Basic Datomic architecture. Reads (green) are directly linked to storage, whereas writes (red) are processed through a transactor.

The Datomic API provides a blocking transaction report queue. This queue is populated with data structures representing database mutations whenever the transactor successfully processes a transaction. These data structures can be queried over. This queue will be the first point in the stack where mutations are sent out to connected users.

We invoke the transaction report queue on a separate thread and wrap it in a record that implements the com.stuartsierra.component/Lifecycle protocol.

We transform the changes from the queue into a broadcast, which is a vector. The first element is a collection of user ids (we call them user/adstage-id). These are used to map change deltas to clients. The second element is a map with one key, an Om Next ident, and one value, the updated data. The broadcast looks like this.

The user ids in a broadcast are retrieved using the Datomic entity API; we start at the modified resource, traverse up to the organization, and then get all the users in that organization. The message in a broadcast is built by querying over the the latest database value with a pull expression.

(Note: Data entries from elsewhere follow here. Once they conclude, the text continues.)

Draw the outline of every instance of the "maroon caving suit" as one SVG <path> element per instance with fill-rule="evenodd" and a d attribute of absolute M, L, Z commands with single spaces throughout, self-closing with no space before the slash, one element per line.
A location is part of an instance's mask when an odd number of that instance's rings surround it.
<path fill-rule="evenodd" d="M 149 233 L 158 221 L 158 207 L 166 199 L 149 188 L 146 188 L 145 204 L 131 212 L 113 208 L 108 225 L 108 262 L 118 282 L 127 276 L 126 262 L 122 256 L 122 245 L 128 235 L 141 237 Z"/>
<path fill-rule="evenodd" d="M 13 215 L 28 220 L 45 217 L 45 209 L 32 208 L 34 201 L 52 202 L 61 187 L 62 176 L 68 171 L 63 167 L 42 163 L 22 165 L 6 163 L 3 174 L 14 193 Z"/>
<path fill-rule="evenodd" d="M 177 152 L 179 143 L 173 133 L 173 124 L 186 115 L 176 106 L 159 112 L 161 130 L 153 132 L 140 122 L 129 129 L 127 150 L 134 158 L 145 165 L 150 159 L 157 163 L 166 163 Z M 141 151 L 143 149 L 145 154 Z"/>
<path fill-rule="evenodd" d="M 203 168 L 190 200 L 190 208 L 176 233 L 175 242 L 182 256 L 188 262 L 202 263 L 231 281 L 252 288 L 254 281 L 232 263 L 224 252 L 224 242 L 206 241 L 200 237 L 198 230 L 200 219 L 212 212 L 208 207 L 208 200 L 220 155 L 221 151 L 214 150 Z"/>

After transforming transaction report queue changes into broadcasts, we put them on an output channel to be consumed by the Sente component.

Sente

We used Sente to handle the messy aspects of websockets. This library takes care of all the connection details, periodic pings, and identity management. It even falls back to long polling if websockets are unavailable.

Our setup is pretty standard, mostly adapted from the example project in the Sente repository. For the client-id we use <random-uuid>::<jwt-token>. We use a random uuid prefix so we can support streaming for the same user with multiple tabs open. The token has the :user/adstage-id attribute that we use to uniquely identify users. Lastly, we have built a component to process broadcasts coming from the TxReportMonitor component. Since this component deals with a lot of network I/O, we asynchronously process broadcasts in a core.async/go-loop.

On the client side, we use Sente in a way that mirrors the server. Our implementation is also similar to the example project except for the :chsk/recv handler. We apply an Om Next transaction on the reconciler with the new data from the server. Initially, we experimented with om.next/merge-state, but because of UI nuances, we wanted to merge the updates in a more controlled way.

Om Next

In Om Next, you have a single global app state and UI that renders, for the most part, dependent on the global app state. The reconciler is the brain of the framework, and it uses metadata, queries, and indexes on UI components to efficiently handle rendering and updating in both directions.

The three main components to an Om Next app.

The relevant mutations in Om Next look like this.

Conclusion

Whenever a dashboard or widget change is processed by Datomic, the updated data is broadcasted to all clients that have access to that resource in real-time. Sente, Om Next, and Datomic were developed independently, but they composed together very easily. Not only was this approach flexible and performant, but it was also easy to setup as well as understand, and most importantly, it was easy to extend to other models in our application. Having the right abstractions makes implementing features like real-time collaboration much more tractable.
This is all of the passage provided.